Anybody please help me to understood what is cost keyword means in explain plan I mean units of cost keyword in explain plan?
Cost is the query planner's estimate of how difficult an operation is or how long it will take to perform. It's based on some machine-level parameters -- how long a disk seek will take versus a streaming read, for example -- along with table-level information like how big each row is, how many rows there are, or the distribution of values in each column. There are no units, and the resulting cost values are arbitrary. Costs are the metric PostgreSQL uses to figure out how to execute a query; it will consider the myriad ways in which to execute your query and choose the plan with the lowest cost. For more specifics on cost calculations, see Planner Cost Constraints.

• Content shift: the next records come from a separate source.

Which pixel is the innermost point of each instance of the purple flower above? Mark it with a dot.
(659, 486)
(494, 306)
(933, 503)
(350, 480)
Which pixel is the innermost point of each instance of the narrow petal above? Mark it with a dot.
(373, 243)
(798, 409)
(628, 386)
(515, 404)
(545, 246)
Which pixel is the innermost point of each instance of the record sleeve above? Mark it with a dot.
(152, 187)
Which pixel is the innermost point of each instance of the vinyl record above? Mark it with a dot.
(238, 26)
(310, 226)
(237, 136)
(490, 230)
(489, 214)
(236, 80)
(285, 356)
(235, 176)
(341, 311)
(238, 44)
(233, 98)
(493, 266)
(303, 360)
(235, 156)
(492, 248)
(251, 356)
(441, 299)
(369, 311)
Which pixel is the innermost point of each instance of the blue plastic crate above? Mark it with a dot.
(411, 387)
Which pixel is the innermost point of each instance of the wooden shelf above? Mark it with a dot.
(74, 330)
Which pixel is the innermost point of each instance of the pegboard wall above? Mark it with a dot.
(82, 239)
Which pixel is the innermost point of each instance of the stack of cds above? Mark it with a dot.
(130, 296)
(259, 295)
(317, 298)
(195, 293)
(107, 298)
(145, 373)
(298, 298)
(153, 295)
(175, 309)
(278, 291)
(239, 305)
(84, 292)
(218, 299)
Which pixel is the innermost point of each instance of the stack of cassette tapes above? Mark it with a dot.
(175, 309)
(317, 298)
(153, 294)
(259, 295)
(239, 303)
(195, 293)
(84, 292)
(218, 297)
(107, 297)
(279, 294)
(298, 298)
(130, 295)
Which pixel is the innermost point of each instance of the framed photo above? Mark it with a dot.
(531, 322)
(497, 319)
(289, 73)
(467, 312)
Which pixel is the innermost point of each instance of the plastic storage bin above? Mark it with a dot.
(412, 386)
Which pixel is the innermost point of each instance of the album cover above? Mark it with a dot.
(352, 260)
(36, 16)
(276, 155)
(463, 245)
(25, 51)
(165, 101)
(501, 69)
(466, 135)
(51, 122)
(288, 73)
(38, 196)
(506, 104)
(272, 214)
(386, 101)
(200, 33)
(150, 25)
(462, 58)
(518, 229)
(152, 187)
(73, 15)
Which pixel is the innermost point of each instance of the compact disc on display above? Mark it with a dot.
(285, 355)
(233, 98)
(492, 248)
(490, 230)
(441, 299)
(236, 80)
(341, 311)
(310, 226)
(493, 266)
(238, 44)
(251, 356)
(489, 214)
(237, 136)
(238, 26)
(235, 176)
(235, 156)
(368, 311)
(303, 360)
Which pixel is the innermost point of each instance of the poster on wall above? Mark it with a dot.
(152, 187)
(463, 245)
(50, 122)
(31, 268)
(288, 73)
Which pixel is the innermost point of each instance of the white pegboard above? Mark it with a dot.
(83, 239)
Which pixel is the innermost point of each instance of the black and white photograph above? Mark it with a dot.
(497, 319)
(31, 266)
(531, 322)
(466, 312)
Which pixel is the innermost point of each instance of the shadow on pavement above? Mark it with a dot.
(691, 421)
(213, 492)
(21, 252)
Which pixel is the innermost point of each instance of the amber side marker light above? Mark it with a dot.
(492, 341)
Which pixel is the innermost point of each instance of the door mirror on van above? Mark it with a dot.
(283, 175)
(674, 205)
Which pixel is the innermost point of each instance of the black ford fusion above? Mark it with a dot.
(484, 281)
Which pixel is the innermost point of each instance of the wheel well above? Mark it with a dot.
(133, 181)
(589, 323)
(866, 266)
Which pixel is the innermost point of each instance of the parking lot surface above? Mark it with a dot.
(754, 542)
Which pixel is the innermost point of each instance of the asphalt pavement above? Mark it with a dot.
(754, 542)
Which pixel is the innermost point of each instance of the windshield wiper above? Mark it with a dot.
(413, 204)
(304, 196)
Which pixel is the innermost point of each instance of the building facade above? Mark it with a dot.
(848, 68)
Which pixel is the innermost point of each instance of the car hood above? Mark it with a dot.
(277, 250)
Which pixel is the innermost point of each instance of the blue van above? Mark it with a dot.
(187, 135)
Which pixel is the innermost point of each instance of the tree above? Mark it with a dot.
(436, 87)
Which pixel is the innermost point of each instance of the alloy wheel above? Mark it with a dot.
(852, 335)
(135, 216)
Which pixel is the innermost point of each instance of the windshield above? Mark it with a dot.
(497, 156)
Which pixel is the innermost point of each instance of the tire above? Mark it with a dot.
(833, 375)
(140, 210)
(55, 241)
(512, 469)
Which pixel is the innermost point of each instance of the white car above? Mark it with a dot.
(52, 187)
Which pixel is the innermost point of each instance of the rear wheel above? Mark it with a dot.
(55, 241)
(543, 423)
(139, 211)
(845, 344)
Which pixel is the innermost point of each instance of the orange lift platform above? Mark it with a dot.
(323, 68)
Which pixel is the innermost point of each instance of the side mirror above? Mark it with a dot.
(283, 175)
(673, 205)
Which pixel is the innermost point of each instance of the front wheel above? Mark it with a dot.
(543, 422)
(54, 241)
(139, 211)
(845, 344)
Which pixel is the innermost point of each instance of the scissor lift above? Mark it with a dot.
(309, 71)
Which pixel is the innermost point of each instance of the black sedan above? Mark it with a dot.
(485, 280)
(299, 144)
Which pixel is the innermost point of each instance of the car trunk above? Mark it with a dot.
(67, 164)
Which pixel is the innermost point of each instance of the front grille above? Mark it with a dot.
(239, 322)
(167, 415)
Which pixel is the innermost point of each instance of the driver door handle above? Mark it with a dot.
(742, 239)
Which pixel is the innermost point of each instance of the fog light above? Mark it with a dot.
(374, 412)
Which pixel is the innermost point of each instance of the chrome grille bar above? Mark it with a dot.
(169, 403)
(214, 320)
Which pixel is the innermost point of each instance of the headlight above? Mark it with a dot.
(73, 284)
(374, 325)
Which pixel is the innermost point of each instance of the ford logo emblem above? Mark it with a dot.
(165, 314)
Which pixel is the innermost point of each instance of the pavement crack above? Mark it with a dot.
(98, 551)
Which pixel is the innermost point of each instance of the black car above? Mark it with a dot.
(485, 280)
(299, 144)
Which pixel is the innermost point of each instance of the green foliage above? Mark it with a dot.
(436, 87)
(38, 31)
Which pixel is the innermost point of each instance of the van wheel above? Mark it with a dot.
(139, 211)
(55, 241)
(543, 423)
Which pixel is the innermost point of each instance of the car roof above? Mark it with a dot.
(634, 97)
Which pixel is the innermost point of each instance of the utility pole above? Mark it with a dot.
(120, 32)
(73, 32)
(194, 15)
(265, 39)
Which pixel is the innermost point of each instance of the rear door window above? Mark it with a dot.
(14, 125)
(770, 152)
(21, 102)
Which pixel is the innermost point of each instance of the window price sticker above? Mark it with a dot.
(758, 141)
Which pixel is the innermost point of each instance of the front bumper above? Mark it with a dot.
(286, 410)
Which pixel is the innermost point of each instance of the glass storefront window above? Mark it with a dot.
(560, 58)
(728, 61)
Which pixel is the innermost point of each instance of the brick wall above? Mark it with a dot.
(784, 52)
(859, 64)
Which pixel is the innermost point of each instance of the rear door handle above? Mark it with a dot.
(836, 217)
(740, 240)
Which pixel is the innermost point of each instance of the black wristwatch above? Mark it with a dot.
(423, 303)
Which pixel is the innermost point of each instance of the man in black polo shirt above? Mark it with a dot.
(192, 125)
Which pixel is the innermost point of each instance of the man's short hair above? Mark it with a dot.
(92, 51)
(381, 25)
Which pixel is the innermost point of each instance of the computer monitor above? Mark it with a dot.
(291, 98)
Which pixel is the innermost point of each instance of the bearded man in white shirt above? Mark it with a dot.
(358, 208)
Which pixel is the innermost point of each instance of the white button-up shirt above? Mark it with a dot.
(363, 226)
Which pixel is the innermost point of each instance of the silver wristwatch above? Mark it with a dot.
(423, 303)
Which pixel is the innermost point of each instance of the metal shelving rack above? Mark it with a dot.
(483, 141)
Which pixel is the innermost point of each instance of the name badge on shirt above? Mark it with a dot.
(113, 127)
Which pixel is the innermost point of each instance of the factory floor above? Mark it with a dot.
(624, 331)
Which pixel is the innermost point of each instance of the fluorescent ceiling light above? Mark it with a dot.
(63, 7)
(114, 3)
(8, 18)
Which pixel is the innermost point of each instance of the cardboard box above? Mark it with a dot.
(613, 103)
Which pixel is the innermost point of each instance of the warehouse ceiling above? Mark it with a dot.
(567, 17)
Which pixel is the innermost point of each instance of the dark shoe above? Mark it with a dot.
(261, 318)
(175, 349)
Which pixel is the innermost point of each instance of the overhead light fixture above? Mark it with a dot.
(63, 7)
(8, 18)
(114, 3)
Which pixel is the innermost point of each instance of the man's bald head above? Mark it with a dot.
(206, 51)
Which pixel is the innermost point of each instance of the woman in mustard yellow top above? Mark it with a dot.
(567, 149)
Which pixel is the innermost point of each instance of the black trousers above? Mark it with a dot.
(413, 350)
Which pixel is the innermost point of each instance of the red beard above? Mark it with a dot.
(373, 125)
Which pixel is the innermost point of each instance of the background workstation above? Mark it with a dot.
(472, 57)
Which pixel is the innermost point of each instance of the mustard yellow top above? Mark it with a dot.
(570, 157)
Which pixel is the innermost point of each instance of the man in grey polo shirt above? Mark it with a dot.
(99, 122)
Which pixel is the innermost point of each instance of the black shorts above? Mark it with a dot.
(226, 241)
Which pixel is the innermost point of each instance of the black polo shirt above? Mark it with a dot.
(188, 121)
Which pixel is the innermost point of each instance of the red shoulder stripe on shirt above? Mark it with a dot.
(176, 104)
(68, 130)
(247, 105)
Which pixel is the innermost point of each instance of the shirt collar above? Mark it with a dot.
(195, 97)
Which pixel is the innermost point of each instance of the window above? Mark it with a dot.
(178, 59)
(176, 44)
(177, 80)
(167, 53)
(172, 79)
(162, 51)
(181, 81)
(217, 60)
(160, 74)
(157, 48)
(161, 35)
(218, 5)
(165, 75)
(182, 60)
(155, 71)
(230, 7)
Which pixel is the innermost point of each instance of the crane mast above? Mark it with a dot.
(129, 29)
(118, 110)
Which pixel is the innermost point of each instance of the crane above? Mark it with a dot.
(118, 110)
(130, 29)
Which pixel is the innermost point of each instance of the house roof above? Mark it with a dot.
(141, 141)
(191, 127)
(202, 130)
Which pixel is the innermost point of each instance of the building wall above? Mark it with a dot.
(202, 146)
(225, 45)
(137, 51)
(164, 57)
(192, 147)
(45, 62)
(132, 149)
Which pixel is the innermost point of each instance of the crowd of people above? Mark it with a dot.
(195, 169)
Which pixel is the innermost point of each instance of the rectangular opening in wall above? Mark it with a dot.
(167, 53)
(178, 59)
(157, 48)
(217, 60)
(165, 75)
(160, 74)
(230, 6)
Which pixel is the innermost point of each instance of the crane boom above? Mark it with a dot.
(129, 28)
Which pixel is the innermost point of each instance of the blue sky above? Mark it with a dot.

Assuming you're using the default settings, a cost this low for a sequential scan suggests to me that PostgreSQL thinks there aren't many rows in that table. The fact that it's taking a full second to run suggests that there are, in fact, a lot of rows in that table. You can tell PostgreSQL to collect new statistics on that table by saying ANALYZE web_categoryutfv1_24hr_ts_201209. The pg_autovacuum process should regularly collect statistics anyway, but maybe you're on an older version of PostgreSQL, or it hasn't run in a while, or who knows; regardless, there's no harm in doing again by hand.
If PostgreSQL thinks that table is small, it'll prefer a sequential scan over using indexes, because a sequential read of the whole table is faster than an index scan followed by a bunch of random reads. On the other hand, if PostgreSQL thinks the table is large, it will likely be faster to reference an index on 5mintime and/or appid, assuming that said index will allow it to exclude many rows. If you have no such index, consider creating one.
One last thing: EXPLAIN has a big brother named EXPLAIN ANALYZE. While EXPLAIN shows you the query plan PostgreSQL will choose along with the costs that guided its decision, EXPLAIN ANALYZE actually executes the query and shows you how long each component took to run. See EXPLAIN for more.